Christine Keshishyan

Head of Business Development

12 June 2026

What really happens after a game is launched — and what studios need to understand about operator partnerships today.

A good game does not automatically get noticed anymore. The lobby is too crowded for that.

Christine Keshishyan

Everyone says studios want distribution — but be honest: what’s actually harder today, building a good game or getting operators to give it real visibility after launch?

The hard truth is that a good game does not automatically get noticed anymore. The lobby is too crowded for that, so if I had to choose, I’d say visibility after launch is the tougher part now. Building a good game still takes a lot of work.

Markets behave differently, players react to different themes and mechanics, and a title that performs well in one GEO can easily fall flat in another. So research, localisation and operator feedback are not optional anymore. But even when the game is good, operators see new releases constantly.

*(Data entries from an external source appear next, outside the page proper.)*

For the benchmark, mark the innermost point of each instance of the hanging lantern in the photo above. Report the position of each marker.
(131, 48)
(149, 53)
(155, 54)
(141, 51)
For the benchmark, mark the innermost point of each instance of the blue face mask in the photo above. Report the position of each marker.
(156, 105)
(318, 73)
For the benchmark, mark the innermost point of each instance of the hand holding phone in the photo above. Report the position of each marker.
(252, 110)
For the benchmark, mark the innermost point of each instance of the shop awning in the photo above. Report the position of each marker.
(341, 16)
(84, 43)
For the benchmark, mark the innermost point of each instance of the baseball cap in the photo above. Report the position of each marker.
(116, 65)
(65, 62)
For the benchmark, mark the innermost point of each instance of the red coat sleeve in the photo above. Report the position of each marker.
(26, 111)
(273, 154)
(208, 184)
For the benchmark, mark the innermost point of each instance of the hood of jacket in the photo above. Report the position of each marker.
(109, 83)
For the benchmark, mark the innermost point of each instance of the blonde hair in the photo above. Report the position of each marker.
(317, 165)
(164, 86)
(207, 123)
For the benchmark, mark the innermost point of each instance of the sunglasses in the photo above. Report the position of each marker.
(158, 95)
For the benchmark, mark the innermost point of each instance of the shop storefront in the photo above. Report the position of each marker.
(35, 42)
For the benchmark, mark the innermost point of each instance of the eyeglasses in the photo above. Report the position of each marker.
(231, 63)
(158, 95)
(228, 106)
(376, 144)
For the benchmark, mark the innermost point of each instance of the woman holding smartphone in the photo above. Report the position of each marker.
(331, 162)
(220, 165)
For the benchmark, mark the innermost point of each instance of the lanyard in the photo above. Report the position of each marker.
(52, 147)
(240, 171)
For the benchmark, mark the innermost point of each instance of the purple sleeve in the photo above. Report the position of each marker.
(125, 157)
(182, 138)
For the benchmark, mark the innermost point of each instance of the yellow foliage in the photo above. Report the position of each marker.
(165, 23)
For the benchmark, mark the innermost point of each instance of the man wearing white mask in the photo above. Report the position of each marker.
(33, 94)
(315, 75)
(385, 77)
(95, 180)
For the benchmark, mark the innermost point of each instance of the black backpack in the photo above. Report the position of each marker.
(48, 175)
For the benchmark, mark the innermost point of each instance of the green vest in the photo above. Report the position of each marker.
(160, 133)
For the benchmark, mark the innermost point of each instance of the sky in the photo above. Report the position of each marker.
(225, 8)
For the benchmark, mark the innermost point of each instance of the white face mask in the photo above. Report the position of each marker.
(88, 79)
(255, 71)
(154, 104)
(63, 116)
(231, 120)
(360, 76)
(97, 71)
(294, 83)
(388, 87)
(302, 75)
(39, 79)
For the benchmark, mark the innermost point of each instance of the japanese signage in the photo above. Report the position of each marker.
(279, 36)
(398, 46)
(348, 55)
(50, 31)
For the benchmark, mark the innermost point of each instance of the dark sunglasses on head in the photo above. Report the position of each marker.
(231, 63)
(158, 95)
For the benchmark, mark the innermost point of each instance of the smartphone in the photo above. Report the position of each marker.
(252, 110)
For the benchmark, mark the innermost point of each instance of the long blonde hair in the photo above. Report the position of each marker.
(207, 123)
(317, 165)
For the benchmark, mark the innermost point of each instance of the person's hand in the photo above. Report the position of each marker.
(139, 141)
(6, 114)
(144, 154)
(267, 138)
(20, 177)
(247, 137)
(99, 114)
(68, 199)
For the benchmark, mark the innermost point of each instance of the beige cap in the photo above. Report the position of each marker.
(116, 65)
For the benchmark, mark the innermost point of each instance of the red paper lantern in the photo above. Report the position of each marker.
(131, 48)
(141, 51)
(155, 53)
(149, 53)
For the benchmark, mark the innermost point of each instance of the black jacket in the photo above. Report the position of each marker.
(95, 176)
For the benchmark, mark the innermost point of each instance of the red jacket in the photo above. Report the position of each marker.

Without proper support, a strong title can lose attention very quickly. For us, launch is not “the game is live, good luck.” If the title lands in the lobby and there is no support to help the operator position it, promote it, or adapt it to the market, the launch is already half-lost.

If you had access to affiliate demand data before building a game, what would genuinely change in your roadmap? Or do studios still mostly build based on instinct and internal assumptions?

There is already a lot of data in the industry. The problem is not getting another dashboard, but understanding which signal is actually useful before everyone else sees it too. So yes, affiliate demand data would affect what we build next.

Not in a dramatic way, but in a practical one — because most established studios are already working with several inputs at once. There is market research, operator feedback, performance data, and a lot of watching how different markets behave. But things move fast.

A theme can look strong now and feel tired by the time the game is ready. For ABXplay, affiliate data would mostly help us make sharper calls: which themes are easier to promote, which mechanics have real interest, which features make sense for a certain GEO, and when a release has a better chance to land. Still, data shows what has already happened.

You need judgement for what comes next.

What’s a broken part of the current studio–operator ecosystem that nobody wants to admit publicly? Too many releases? Weak distribution? Fake launch hype?

Partnership has become one of those words everyone uses but not everyone actually practices, and that is one of the biggest issues in the studio–operator ecosystem. The industry talks about partnership, but many operators still receive the same pitch, the same promo ideas, the same launch materials, just with a different logo. At that point, you have to ask: are we really building a partnership, or just sending another package and hoping it lands?

Every operator is dealing with a different audience, market, budget and pressure. What works for one partner can be useless for another. And yes, content saturation is real.

Operators are flooded with releases, so another “big launch” does not mean much unless it is actually supported. More games will not fix the crowded lobby problem. The studios with an edge will be the ones that understand the partner properly: the market, the audience, the pressure, and the kind of launch support that actually keeps a game visible.